Putting looks and design language to the side for a moment it is worth noting that not many car manufacturers are bold anymore. BMW has at least been that. The problem is doing so when the competition is strong. The M440i is a good car, but I can’t say that stepping out of it I didn’t feel like someone had done a reasonable copy of how a BMW should feel, but not quite pulled it off. Bring a Mercedes C43 AMG out and this car starts to really look vulnerable, if Audi hadn’t gone off the reservation and kept the S5’s petrol power, instead of making the bizarre decision to wedges in a diesel, then the BMW would almost be invisible. Start bringing in some interesting left-field options like a Ford Mustang and I begin to think this may be a short review. There is a saving grace, despite the initial feeling that you are driving an imposter, after a few hours the new 4 series does start to prove it is the real deal. The closest analogy would be a cold call, at first there is a direct tension between you and the caller. They give a name that sounds familiar, and then you realise it’s the restaurant you booked next Friday confirming your reservation. This new 4 series spends an hour with me just trying to convince me it really is what it says it is and then starts to prove it. The engine revs sweetly, making the turbo work for its power instead of dropping it in a swell halfway through the band. Those that are tempted to tune the engines of these for more power should really consider whether extra power is worth the corruption of BMW engineers efforts to make this feel so smooth, no doubt the mid-range could be never stronger but it would arrive with a lump of torque that spoils the chase for the redline.
Sadly the peak of this car feels lacking in a deliberate way
The pivot point when dipping into and out of tight corners is good but not as focused as the previous 4 series. I try and coax out a bit more life from the chassis and it is certainly there but an owner would need to dedicate some time to understand how to get the best from it.
All-wheel drive is a negative in my eyes but BMW is following the market, the idea of slipping on a frosty or snowy evening enough to influence their buying decision. A real shame, but then we have become so disconnected from the controls of the modern vehicle compared to just a decade ago that it’s no surprise. The M440i does do its best to be engaging and a fast A road will give the best canvas to let loose. B-roads are another matter, the shudder from the suspension on cracked and scarred tarmac is enough to force you into comfort mode. I get the feeling that BMW may have tried to overplay their hand in the fast, but not an M4, market segment. Admittedly it’s a tiny audience, but it may have been better just to let Alpina work some magic in making an M440i. There’s a feeling that they would have done this all a little differently and mastered a chassis that arrives with rough edges.
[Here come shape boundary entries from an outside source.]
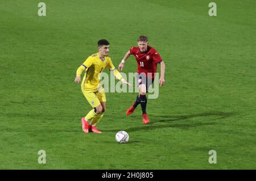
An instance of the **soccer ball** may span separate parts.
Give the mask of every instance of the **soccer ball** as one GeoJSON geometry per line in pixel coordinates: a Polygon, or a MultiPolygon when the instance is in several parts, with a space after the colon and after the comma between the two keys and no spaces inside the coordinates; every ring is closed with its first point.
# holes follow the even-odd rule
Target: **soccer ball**
{"type": "Polygon", "coordinates": [[[127,142],[129,140],[129,136],[124,131],[120,131],[115,134],[115,141],[120,144],[127,142]]]}

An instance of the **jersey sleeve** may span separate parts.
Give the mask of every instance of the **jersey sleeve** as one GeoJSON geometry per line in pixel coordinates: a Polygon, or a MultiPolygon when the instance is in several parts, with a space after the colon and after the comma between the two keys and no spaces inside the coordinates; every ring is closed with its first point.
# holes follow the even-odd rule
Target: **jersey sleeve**
{"type": "Polygon", "coordinates": [[[153,61],[156,63],[160,63],[162,60],[161,56],[157,51],[154,52],[152,57],[153,61]]]}
{"type": "Polygon", "coordinates": [[[130,54],[134,54],[135,52],[135,47],[131,47],[131,48],[130,48],[130,54]]]}
{"type": "Polygon", "coordinates": [[[115,75],[115,77],[117,77],[119,81],[122,79],[122,78],[123,78],[122,77],[122,75],[120,74],[118,70],[115,69],[115,66],[112,63],[112,61],[111,60],[110,58],[109,58],[109,59],[107,68],[109,69],[109,70],[113,71],[114,75],[115,75]]]}
{"type": "Polygon", "coordinates": [[[89,57],[87,59],[82,63],[82,66],[83,66],[85,69],[89,68],[93,62],[93,58],[92,57],[89,57]]]}
{"type": "Polygon", "coordinates": [[[76,70],[76,76],[81,75],[85,70],[87,69],[92,65],[92,62],[93,61],[91,57],[87,58],[84,62],[76,70]]]}

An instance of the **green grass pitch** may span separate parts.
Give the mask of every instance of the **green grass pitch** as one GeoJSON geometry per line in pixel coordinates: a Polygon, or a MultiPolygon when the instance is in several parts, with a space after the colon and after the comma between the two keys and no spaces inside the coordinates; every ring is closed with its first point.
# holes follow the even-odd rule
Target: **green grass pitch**
{"type": "MultiPolygon", "coordinates": [[[[0,1],[0,169],[256,168],[255,1],[216,0],[217,16],[205,0],[44,0],[46,16],[40,2],[0,1]],[[150,124],[139,107],[125,115],[137,93],[107,93],[102,134],[85,134],[76,69],[102,38],[117,66],[141,34],[166,66],[150,124]]],[[[123,72],[136,69],[131,57],[123,72]]]]}

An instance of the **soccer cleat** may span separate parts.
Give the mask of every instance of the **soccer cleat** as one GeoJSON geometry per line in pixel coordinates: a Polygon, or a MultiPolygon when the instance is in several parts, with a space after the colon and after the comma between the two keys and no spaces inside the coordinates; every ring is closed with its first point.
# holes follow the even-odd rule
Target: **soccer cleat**
{"type": "Polygon", "coordinates": [[[144,113],[142,115],[143,124],[148,124],[149,123],[148,117],[147,117],[147,114],[144,113]]]}
{"type": "Polygon", "coordinates": [[[131,106],[128,110],[126,111],[126,115],[130,115],[131,113],[134,112],[134,110],[135,109],[135,107],[133,106],[134,105],[134,103],[133,104],[133,106],[131,106]]]}
{"type": "Polygon", "coordinates": [[[82,117],[81,121],[82,131],[85,133],[89,133],[89,129],[90,128],[90,125],[89,124],[88,121],[85,120],[85,117],[82,117]]]}
{"type": "Polygon", "coordinates": [[[98,130],[98,128],[96,126],[92,126],[92,131],[96,133],[101,133],[101,132],[98,130]]]}

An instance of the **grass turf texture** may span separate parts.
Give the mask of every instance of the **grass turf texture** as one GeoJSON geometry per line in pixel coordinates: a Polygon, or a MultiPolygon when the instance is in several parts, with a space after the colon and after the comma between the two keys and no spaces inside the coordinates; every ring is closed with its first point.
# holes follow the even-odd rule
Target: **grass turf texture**
{"type": "MultiPolygon", "coordinates": [[[[209,1],[46,0],[41,17],[39,2],[0,2],[0,169],[255,168],[255,1],[214,1],[216,17],[209,1]],[[102,38],[117,66],[141,34],[166,66],[166,85],[148,102],[150,124],[140,107],[125,115],[137,94],[107,93],[103,133],[84,133],[92,108],[76,69],[102,38]],[[120,130],[129,143],[115,141],[120,130]]],[[[136,69],[131,58],[123,71],[136,69]]]]}

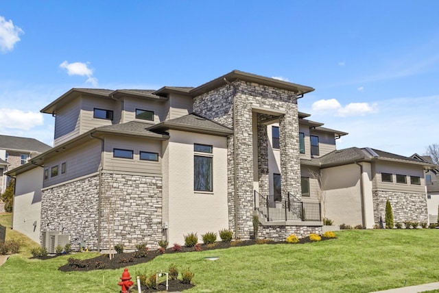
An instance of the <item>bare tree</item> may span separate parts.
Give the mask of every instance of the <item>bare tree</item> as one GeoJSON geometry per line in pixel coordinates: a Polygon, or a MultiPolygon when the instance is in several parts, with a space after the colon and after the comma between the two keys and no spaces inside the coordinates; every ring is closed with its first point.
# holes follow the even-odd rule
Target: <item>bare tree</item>
{"type": "Polygon", "coordinates": [[[429,155],[433,160],[433,162],[439,165],[439,144],[433,144],[427,148],[425,155],[429,155]]]}

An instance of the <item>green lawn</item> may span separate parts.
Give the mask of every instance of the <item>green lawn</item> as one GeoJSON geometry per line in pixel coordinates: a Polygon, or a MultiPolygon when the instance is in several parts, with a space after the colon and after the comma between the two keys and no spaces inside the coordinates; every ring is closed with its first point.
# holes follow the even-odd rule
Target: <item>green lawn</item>
{"type": "MultiPolygon", "coordinates": [[[[0,219],[1,220],[1,219],[0,219]]],[[[350,230],[305,244],[261,244],[163,255],[129,266],[154,272],[170,264],[195,272],[189,292],[368,292],[439,281],[439,230],[350,230]],[[218,256],[217,261],[204,257],[218,256]]],[[[150,252],[153,253],[153,252],[150,252]]],[[[77,253],[86,258],[96,253],[77,253]]],[[[13,255],[0,267],[1,290],[14,292],[115,292],[123,269],[60,272],[51,260],[13,255]]]]}

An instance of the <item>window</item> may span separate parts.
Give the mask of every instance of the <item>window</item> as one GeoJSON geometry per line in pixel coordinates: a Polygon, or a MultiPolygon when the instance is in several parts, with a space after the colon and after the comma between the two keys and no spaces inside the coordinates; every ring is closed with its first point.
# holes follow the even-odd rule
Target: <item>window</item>
{"type": "Polygon", "coordinates": [[[274,192],[274,201],[281,201],[281,174],[273,174],[273,191],[274,192]]]}
{"type": "Polygon", "coordinates": [[[431,175],[425,175],[425,184],[431,185],[431,175]]]}
{"type": "Polygon", "coordinates": [[[129,149],[113,149],[113,157],[121,157],[123,159],[132,159],[133,151],[129,149]]]}
{"type": "Polygon", "coordinates": [[[272,126],[272,138],[273,149],[280,149],[279,127],[277,126],[272,126]]]}
{"type": "Polygon", "coordinates": [[[318,136],[311,136],[311,155],[319,155],[318,136]]]}
{"type": "Polygon", "coordinates": [[[410,176],[410,184],[420,185],[420,177],[418,176],[410,176]]]}
{"type": "Polygon", "coordinates": [[[299,132],[299,148],[300,153],[305,153],[305,133],[299,132]]]}
{"type": "Polygon", "coordinates": [[[103,109],[93,109],[93,118],[112,120],[112,111],[103,109]]]}
{"type": "Polygon", "coordinates": [[[407,184],[407,176],[396,174],[396,183],[407,184]]]}
{"type": "Polygon", "coordinates": [[[58,165],[54,166],[50,170],[50,177],[55,177],[58,176],[58,165]]]}
{"type": "Polygon", "coordinates": [[[392,177],[392,174],[390,173],[381,173],[381,181],[383,182],[393,182],[392,177]]]}
{"type": "Polygon", "coordinates": [[[158,154],[157,153],[150,153],[148,151],[140,152],[140,160],[145,161],[158,161],[158,154]]]}
{"type": "Polygon", "coordinates": [[[24,165],[27,162],[27,158],[29,157],[29,155],[21,154],[21,164],[24,165]]]}
{"type": "Polygon", "coordinates": [[[136,109],[136,119],[154,121],[154,112],[136,109]]]}
{"type": "Polygon", "coordinates": [[[309,178],[300,177],[302,186],[302,196],[309,196],[309,178]]]}

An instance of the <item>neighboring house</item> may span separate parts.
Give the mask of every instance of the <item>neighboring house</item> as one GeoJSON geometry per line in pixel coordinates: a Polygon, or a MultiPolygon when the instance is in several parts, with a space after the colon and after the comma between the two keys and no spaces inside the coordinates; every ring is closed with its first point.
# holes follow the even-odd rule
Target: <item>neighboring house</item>
{"type": "MultiPolygon", "coordinates": [[[[21,186],[16,197],[40,190],[40,210],[35,205],[34,212],[40,213],[40,231],[69,234],[73,247],[85,242],[93,250],[107,249],[108,235],[127,249],[139,243],[155,248],[163,239],[182,244],[185,234],[223,229],[248,239],[254,215],[259,219],[258,237],[283,240],[291,233],[320,233],[323,195],[332,199],[337,194],[329,194],[337,188],[346,197],[348,190],[357,205],[366,188],[343,188],[342,182],[332,186],[327,171],[357,168],[349,173],[356,179],[344,184],[359,186],[368,169],[360,176],[353,161],[325,162],[339,152],[335,140],[347,133],[298,112],[298,99],[313,90],[237,71],[196,88],[73,88],[41,110],[56,117],[54,147],[36,157],[34,164],[10,172],[21,186]]],[[[364,154],[356,160],[365,165],[375,159],[364,154]]],[[[407,175],[423,180],[424,163],[382,161],[396,164],[383,169],[389,174],[401,174],[401,163],[413,169],[407,175]]],[[[376,184],[377,203],[368,192],[370,201],[361,204],[370,206],[349,210],[367,210],[367,227],[377,222],[382,199],[398,201],[391,193],[395,188],[382,192],[378,180],[370,183],[371,188],[376,184]]],[[[401,186],[405,190],[396,189],[403,193],[418,191],[412,184],[401,186]]],[[[425,197],[415,197],[409,201],[426,205],[425,197]]],[[[331,202],[324,205],[327,214],[331,202]]],[[[338,209],[345,209],[341,202],[338,209]]],[[[418,218],[423,215],[420,211],[418,218]]],[[[352,224],[361,218],[356,216],[352,224]]]]}
{"type": "MultiPolygon", "coordinates": [[[[427,163],[434,164],[431,157],[429,155],[419,155],[415,153],[412,155],[412,157],[427,163]]],[[[426,170],[425,176],[429,222],[438,222],[438,209],[439,208],[439,166],[435,164],[433,167],[426,170]]]]}

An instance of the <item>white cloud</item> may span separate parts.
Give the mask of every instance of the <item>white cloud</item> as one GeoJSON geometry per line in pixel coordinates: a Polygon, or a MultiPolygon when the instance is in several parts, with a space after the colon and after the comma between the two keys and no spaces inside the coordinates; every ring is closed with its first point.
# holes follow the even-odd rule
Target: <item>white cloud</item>
{"type": "Polygon", "coordinates": [[[60,64],[60,67],[65,69],[69,75],[80,75],[88,77],[86,82],[97,86],[97,79],[93,76],[93,70],[88,67],[89,62],[73,62],[69,63],[67,61],[60,64]]]}
{"type": "Polygon", "coordinates": [[[0,130],[13,129],[29,130],[44,123],[43,114],[31,111],[0,108],[0,130]]]}
{"type": "Polygon", "coordinates": [[[281,80],[283,81],[289,81],[289,79],[288,79],[287,77],[283,77],[281,76],[274,76],[272,77],[272,78],[274,78],[274,79],[281,80]]]}
{"type": "Polygon", "coordinates": [[[24,34],[23,29],[14,25],[10,19],[6,21],[0,16],[0,51],[5,53],[14,49],[16,42],[20,40],[20,34],[24,34]]]}
{"type": "Polygon", "coordinates": [[[370,105],[368,103],[350,103],[343,107],[335,99],[319,100],[313,103],[313,111],[325,112],[335,110],[335,116],[346,117],[353,115],[365,115],[366,114],[378,112],[376,103],[370,105]]]}

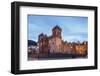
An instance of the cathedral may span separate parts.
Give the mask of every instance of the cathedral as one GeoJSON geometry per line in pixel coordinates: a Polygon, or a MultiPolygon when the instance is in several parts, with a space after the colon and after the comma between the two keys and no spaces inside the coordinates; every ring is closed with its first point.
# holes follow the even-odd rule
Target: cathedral
{"type": "Polygon", "coordinates": [[[62,29],[56,25],[52,29],[51,36],[47,36],[46,34],[41,33],[38,36],[39,52],[46,55],[49,53],[84,54],[87,52],[87,42],[85,44],[81,44],[81,47],[79,44],[64,42],[62,40],[61,32],[62,29]],[[81,50],[77,49],[77,47],[81,50]]]}

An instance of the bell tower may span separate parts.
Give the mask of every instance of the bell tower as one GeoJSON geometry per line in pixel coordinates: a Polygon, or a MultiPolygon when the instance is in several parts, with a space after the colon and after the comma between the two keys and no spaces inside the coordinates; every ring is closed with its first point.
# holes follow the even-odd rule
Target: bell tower
{"type": "Polygon", "coordinates": [[[56,25],[52,29],[52,35],[53,35],[53,37],[59,37],[59,38],[61,38],[61,31],[62,31],[62,29],[58,25],[56,25]]]}

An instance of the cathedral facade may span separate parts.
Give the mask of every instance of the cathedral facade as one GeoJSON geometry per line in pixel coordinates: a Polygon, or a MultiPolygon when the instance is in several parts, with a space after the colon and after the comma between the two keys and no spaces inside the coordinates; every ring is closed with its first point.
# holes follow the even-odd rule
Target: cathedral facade
{"type": "Polygon", "coordinates": [[[84,54],[87,51],[87,43],[79,45],[79,44],[71,44],[64,42],[62,40],[61,32],[62,29],[56,25],[52,29],[51,36],[47,36],[46,34],[41,33],[38,36],[39,52],[43,54],[49,54],[49,53],[84,54]]]}

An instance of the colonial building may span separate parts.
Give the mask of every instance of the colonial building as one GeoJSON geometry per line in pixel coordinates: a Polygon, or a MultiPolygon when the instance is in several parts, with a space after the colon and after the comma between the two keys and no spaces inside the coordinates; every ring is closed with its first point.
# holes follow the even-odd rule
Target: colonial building
{"type": "Polygon", "coordinates": [[[48,53],[83,54],[87,51],[87,43],[79,45],[76,43],[64,42],[61,32],[62,29],[56,25],[52,29],[51,36],[41,33],[38,36],[39,52],[48,55],[48,53]]]}

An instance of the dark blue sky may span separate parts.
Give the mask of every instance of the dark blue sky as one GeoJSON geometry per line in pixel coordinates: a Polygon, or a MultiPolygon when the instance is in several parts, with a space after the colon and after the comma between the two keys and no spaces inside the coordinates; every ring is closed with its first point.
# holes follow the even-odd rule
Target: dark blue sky
{"type": "Polygon", "coordinates": [[[88,17],[42,15],[28,15],[28,39],[37,41],[42,32],[50,36],[56,25],[61,27],[64,41],[88,40],[88,17]]]}

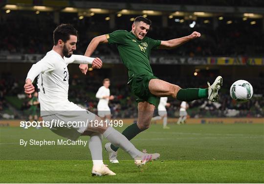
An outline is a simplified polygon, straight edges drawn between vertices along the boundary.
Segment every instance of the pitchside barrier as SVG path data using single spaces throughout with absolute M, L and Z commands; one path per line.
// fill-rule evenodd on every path
M 125 118 L 115 119 L 116 120 L 122 120 L 125 124 L 130 124 L 132 122 L 136 122 L 136 119 Z M 113 119 L 112 120 L 114 120 Z M 176 124 L 178 119 L 177 118 L 168 118 L 169 124 Z M 40 121 L 41 121 L 40 120 Z M 21 121 L 24 121 L 24 119 L 14 119 L 14 120 L 0 120 L 0 126 L 1 127 L 19 127 Z M 264 118 L 190 118 L 186 119 L 187 124 L 260 124 L 264 123 Z M 152 124 L 162 124 L 162 120 L 159 120 L 153 121 Z

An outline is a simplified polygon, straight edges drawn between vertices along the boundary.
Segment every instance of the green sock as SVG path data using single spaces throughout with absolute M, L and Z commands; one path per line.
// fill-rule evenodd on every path
M 128 139 L 130 140 L 141 132 L 142 131 L 139 129 L 137 126 L 137 125 L 136 124 L 136 123 L 133 123 L 127 127 L 125 130 L 124 130 L 122 133 L 122 134 L 125 136 L 125 137 L 127 138 Z M 119 148 L 119 147 L 115 147 L 112 144 L 111 144 L 110 146 L 111 149 L 114 151 L 117 151 Z
M 185 102 L 190 102 L 198 99 L 207 98 L 208 96 L 208 89 L 187 88 L 179 90 L 176 98 Z

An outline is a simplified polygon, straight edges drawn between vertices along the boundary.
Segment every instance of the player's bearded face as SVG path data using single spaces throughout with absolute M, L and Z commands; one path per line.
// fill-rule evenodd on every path
M 63 54 L 66 57 L 70 57 L 76 49 L 77 36 L 70 35 L 69 40 L 67 40 L 63 47 Z
M 72 54 L 72 53 L 70 53 L 69 49 L 67 48 L 66 44 L 65 44 L 64 46 L 63 46 L 62 51 L 63 54 L 66 57 L 70 57 L 70 56 L 71 56 L 71 54 Z
M 141 21 L 136 23 L 132 27 L 132 30 L 134 34 L 139 40 L 142 40 L 146 36 L 148 31 L 150 29 L 150 25 Z

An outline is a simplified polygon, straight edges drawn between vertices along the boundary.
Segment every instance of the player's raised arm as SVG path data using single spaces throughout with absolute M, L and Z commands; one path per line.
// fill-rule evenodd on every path
M 175 39 L 170 40 L 166 41 L 161 41 L 159 48 L 172 49 L 187 42 L 191 40 L 201 36 L 201 34 L 198 32 L 194 31 L 189 36 L 184 37 L 176 38 Z
M 99 58 L 94 58 L 82 55 L 72 54 L 69 58 L 64 57 L 64 60 L 67 64 L 90 64 L 94 69 L 101 69 L 103 65 L 103 62 Z
M 85 52 L 85 56 L 90 57 L 92 54 L 94 50 L 96 49 L 98 46 L 98 45 L 102 43 L 108 43 L 108 41 L 107 40 L 106 35 L 98 36 L 94 38 L 88 46 L 88 47 L 86 49 L 86 51 Z M 100 65 L 100 63 L 100 63 L 99 61 L 95 61 L 95 66 Z M 101 67 L 102 67 L 102 66 Z M 95 67 L 93 66 L 92 68 L 95 68 Z M 79 66 L 79 68 L 83 73 L 86 74 L 86 72 L 88 69 L 88 65 L 80 64 Z

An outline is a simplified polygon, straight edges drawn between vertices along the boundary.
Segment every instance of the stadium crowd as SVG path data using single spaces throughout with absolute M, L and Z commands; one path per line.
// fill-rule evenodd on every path
M 56 26 L 53 23 L 53 14 L 48 12 L 43 13 L 44 15 L 41 15 L 42 13 L 29 16 L 30 13 L 33 13 L 28 12 L 28 15 L 26 16 L 25 13 L 20 15 L 19 12 L 12 12 L 14 15 L 7 16 L 4 21 L 1 20 L 1 26 L 4 29 L 0 30 L 1 35 L 3 35 L 0 38 L 0 53 L 44 54 L 50 49 L 52 45 L 52 33 Z M 62 13 L 61 23 L 72 23 L 79 30 L 79 42 L 76 51 L 79 53 L 84 53 L 88 44 L 95 36 L 117 29 L 130 31 L 132 23 L 129 19 L 132 15 L 116 18 L 116 27 L 111 29 L 104 19 L 106 15 L 95 15 L 82 20 L 73 15 Z M 185 46 L 179 47 L 176 50 L 154 51 L 153 55 L 169 54 L 191 57 L 264 55 L 264 46 L 262 43 L 264 35 L 260 20 L 256 20 L 256 24 L 251 25 L 249 20 L 243 21 L 242 18 L 227 17 L 222 21 L 217 20 L 218 25 L 214 28 L 212 18 L 209 23 L 203 23 L 204 18 L 198 18 L 195 27 L 191 28 L 189 24 L 193 21 L 180 23 L 176 22 L 175 18 L 182 18 L 176 17 L 169 20 L 167 27 L 162 27 L 160 17 L 148 18 L 153 19 L 152 28 L 148 36 L 154 39 L 167 40 L 186 36 L 194 30 L 202 34 L 199 39 L 186 43 Z M 226 24 L 227 20 L 233 20 L 233 23 Z M 117 53 L 115 46 L 102 45 L 94 54 L 112 55 Z

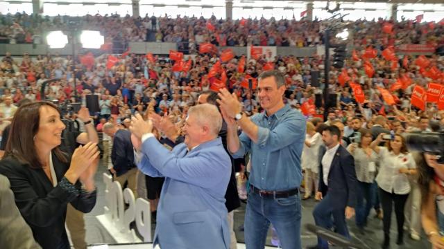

Overall any M440i buyer will likely be content as long as they know what they are buying, this isn’t an M4 without the price tag, neither it is the long-distance fast cruiser, it arches in its ability below both. Sadly the peak of this car feels lacking in a deliberate way, a bit faster and it threatens the M4, a bit comfier and it makes a case as a better long-distance cruiser than an 8 series as it would be easier to park in whatever small continental town you had found a cafe for a late coffee.
If you’re a particularly enthusiastic driver I would look to the C43 or go the Ford Mustang. A slightly different proposition but a car that you will be happy to have owned in a decade when battery power is the only option. The practicals of the M440i are all standard 4 series, so great safety rating, comfortable to be in, latest tech, and very good fuel economy when cruising along. As a car to buy and run for transport it would probably be the pick of the bunch, but as a car to enjoy, there’s plenty of other options. I’ll leave the styling debate to others, but mention that the new design language is likely here to stay, love it or hate it, the connection between the old and new has never been greater at BMW.